I hope the people behind Zig understand that in critical applications that's totally unacceptable.

kristoff_it · on Sept 20, 2022

What exactly is the language supposed to do then. Let's say that you caused an integer overflow, or tried to perform an out of bounds access in a dynamic array. What's the program supposed to do if not crash.

If your point is that some software shouldn't crash, then yes, for sure. But that's on you to not make programming errors in your code.

In fact Zig does help you create software that doesn't crash like not many other programming languages do, for example by not having language features that rely on implicit memory allocations. This gives you the opportunity to always have a fallback strategy if a memory allocation fails.

kazinator · on Sept 19, 2022

You can use memcmp to check whether the pointer has not changed.

   void *oldptr = malloc(73);
   void *newptr = realloc(oldptr, 42);

   if (memcmp(&oldptr, &newptr, sizeof oldptr) == 0) {
     // not changed
   }

The value of oldptr is indeterminate if it is used as a pointer; it can still be accessed as an array of bytes.

amadvance · on Sept 19, 2022

Is a cast to uintptr_t also OK ?

  void *oldptr = malloc(73);
  uintptr_t savedptr = (uintptr_t)oldptr;
  void *newptr = realloc(oldptr, 42);
  if (savedptr == (uintptr_t)newptr) {
    // not changed
  }

munch117 · on Sept 19, 2022

That is OK, at least in the sense that there's no undefined behaviour.

I'm not sure it's also OK, because the memcmp suggestion you are replying to seems a bit suspect.
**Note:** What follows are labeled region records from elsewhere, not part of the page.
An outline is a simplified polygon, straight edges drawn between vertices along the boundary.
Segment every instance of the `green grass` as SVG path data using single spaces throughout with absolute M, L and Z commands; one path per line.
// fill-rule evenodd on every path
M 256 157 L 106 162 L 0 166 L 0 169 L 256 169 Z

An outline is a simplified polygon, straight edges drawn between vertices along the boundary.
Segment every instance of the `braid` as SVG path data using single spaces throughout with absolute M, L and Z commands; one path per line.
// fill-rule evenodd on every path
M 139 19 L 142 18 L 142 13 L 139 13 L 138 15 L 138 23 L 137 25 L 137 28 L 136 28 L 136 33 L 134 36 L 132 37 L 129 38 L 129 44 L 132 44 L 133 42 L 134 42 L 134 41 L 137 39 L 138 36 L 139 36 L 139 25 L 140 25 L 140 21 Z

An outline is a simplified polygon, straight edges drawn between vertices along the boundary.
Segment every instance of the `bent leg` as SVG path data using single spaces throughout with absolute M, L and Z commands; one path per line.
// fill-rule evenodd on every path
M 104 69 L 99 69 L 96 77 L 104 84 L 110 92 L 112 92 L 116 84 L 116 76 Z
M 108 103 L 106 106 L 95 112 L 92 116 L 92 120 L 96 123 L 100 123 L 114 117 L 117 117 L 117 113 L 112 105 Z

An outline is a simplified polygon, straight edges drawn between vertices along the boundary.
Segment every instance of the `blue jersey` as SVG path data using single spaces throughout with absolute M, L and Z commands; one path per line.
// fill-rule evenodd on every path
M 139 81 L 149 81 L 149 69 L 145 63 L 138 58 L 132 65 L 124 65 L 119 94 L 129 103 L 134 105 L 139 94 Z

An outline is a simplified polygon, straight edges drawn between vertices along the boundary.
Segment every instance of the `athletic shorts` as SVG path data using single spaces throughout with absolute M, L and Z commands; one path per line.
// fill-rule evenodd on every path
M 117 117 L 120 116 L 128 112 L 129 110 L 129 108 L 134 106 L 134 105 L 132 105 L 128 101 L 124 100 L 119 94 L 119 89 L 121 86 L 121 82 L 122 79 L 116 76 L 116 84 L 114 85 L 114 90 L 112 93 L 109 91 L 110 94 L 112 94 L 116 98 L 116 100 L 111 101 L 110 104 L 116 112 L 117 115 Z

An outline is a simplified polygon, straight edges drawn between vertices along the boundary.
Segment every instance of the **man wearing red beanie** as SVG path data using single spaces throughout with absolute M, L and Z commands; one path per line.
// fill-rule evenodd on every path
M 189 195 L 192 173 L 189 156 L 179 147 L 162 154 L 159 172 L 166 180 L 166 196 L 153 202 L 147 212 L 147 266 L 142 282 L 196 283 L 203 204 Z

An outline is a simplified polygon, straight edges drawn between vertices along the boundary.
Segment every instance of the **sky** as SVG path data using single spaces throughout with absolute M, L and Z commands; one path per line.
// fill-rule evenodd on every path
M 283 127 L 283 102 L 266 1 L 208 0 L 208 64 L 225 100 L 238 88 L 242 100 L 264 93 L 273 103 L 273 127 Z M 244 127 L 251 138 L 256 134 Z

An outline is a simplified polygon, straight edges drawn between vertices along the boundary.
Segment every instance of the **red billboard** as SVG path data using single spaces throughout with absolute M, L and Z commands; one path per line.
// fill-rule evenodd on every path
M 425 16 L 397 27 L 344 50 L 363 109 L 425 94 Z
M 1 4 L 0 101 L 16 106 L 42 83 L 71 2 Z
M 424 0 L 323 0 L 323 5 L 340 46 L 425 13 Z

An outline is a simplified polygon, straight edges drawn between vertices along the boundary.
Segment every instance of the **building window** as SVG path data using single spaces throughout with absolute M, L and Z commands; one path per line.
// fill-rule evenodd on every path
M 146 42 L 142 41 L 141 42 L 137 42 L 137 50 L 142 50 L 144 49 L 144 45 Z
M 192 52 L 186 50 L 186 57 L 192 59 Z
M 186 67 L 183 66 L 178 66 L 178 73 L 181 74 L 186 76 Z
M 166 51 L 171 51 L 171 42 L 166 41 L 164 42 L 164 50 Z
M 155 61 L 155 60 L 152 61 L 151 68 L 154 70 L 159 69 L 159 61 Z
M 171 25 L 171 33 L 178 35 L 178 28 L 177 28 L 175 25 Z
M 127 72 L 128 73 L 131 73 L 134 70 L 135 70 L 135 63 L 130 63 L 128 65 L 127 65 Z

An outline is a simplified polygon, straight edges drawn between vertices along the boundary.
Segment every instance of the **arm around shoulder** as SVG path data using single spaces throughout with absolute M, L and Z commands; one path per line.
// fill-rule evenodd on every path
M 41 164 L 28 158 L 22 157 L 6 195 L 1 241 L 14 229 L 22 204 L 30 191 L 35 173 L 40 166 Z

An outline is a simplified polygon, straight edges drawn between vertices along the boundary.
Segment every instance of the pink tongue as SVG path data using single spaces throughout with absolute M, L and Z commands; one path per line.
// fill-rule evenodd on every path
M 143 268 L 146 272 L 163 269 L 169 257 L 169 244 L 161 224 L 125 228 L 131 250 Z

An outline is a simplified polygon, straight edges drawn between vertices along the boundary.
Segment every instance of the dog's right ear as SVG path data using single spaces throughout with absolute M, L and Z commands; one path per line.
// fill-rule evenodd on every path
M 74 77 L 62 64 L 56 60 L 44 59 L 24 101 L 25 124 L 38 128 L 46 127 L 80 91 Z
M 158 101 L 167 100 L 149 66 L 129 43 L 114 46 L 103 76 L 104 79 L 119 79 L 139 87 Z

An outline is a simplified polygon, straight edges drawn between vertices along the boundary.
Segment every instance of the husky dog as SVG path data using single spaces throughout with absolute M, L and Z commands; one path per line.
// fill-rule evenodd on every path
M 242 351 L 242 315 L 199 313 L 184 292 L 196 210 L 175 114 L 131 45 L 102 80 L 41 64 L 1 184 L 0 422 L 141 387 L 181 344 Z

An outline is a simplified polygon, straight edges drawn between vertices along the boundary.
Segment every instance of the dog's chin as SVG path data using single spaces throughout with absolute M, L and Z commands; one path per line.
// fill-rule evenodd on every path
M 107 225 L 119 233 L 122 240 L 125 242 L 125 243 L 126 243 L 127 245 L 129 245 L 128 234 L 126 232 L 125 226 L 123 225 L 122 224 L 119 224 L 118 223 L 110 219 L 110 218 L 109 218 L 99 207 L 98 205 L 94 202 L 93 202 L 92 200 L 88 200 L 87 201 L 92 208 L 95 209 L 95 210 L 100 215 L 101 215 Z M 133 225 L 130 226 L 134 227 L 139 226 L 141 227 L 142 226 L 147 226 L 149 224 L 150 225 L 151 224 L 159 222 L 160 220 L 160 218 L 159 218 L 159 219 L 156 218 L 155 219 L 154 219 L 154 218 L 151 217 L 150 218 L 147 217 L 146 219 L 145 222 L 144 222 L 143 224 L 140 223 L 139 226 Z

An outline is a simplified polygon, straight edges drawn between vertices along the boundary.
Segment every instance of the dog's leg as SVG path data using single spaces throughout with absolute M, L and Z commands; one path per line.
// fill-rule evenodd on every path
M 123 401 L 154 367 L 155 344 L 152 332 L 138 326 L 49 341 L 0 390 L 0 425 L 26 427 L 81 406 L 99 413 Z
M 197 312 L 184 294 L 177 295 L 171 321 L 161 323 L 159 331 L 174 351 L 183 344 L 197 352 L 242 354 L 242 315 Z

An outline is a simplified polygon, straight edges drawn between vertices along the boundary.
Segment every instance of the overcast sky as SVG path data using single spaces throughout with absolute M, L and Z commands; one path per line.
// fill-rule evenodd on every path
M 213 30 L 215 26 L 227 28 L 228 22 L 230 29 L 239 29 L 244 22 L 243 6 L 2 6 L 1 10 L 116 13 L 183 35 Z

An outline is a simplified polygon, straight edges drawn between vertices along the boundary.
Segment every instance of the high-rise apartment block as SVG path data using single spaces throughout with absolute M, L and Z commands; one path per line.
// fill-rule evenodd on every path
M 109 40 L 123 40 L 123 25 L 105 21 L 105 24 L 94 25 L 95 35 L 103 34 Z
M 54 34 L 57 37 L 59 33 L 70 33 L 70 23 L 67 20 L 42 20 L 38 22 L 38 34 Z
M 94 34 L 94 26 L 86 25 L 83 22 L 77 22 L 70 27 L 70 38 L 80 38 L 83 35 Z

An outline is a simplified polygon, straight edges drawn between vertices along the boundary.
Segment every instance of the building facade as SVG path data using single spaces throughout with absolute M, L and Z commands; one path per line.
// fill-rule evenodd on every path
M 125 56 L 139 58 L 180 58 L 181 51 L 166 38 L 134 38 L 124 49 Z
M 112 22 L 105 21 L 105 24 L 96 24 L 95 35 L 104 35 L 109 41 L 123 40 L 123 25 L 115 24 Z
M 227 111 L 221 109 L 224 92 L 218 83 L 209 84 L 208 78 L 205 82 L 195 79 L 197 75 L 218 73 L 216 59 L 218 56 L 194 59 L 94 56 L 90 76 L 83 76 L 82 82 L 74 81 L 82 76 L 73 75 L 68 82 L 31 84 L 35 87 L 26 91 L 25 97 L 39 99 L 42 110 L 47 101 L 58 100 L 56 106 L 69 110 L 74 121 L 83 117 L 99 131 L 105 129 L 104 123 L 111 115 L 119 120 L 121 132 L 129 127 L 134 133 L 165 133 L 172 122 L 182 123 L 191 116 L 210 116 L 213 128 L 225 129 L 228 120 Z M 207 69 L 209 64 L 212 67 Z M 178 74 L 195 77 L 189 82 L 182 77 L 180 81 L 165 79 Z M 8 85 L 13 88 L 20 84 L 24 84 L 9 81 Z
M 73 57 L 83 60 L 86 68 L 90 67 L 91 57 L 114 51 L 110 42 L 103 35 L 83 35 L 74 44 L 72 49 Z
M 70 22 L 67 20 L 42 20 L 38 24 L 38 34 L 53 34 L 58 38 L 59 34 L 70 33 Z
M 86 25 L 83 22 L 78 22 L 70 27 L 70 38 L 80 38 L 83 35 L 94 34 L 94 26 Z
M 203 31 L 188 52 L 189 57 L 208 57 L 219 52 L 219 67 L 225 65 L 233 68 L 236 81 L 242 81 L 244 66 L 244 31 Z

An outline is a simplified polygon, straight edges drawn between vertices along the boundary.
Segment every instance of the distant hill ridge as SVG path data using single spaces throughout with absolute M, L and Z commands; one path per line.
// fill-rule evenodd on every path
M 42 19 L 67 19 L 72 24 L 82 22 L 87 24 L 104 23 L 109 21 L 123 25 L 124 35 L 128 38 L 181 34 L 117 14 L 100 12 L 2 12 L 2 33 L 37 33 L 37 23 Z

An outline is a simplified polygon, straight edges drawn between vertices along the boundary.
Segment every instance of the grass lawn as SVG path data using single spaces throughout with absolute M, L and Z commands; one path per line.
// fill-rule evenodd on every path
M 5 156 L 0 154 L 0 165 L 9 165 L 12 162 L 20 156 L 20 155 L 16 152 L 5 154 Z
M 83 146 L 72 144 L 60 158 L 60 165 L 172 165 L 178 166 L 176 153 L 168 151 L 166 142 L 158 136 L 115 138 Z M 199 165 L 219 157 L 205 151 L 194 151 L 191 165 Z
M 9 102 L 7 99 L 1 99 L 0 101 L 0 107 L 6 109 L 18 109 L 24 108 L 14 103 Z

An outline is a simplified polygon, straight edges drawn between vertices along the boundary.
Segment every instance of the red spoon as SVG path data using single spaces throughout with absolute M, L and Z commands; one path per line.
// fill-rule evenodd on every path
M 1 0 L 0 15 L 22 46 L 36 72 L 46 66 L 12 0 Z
There's still the problem that comparing the uintptr_t's is not guaranteed to yield the same result as the pointers they were cast from. But that's merely implementation-specific behaviour, not undefined.

kazinator · on Sept 19, 2022

I think it's fine on the assumption that a uintptr_t converted from a pointer cannot be a trap representation, which is the case on mainstream platforms.

(An unsigned type can only have trap patterns if it has padding bits. Every combination of the value bits is a valid value according to the pure binary encoding.)

amag · on Sept 19, 2022

ASFAIU the problem was that the application in question kept using oldptr, e.g.:

   int *oldptr = (int *)malloc(42);
   int *newptr = (int *)realloc(oldptr, 73);

   if (oldptr == newptr) {
     newptr[70] = 10; // ok because the "object" newptr can contain 73 ints
     oldptr[70] = 10; // SIGABRT here because the "object" oldptr can only contain 42 ints even though the memory block oldptr points to can hold 73
   }

rurban · on Sept 19, 2022

wrong. you need to save away old ptr and assign to the realloc 1st arg. memcmp is also wrong, compare the values, so that the compiler knows about it.

    void *ptr = malloc(73);

    void *old = ptr;
    void *ptr = realloc(ptr, 42);
    bool realloced = old != ptr;

kazinator · on Sept 19, 2022

I don't quite see what you're getting at, but I do know you can't declare ptr twice in the same scope in C; did you miss a curly brace somewhere to open a new scope, or else want to use different names?

Not comparing the values is the point. Your code uses the pointer that was passed to realloc, and that is undefined behavior according to ISO C.

The game you're playing with the identifiers is pointless; there is no difference between what you're trying to do and just:

   void *oldptr = malloc(73);
   void *newptr = realloc(oldptr, 42);
   bool realloced = oldptr != newptr; // undefined behavior

That's what the article is referring to, and that I'm specifically addressing with the memcmp. Accessing the pointer as an array of bytes doesn't use its value as a pointer. Bytes cannot be indeterminate; they are not allowed to have trap representations.

(There could be a false negative: the address didn't change, but the pointer bit pattern did. On 64 bit systems, the C library could easily put a tag into the upper bits of the pointer, and have realloc change the tag even if the address is the same.)

The problem described in the article is that the compiler generated a false negative even when the pointer didn't change, due to the undefined behavior. The idea is something like that since oldptr was passed to realloc, it is garbage. The newptr is good, and we need not compare garbage to non-garbage; we can just declare them to be unequal.

That's what you might get if your follow your advice of "compare the values, so that the compiler knows about it".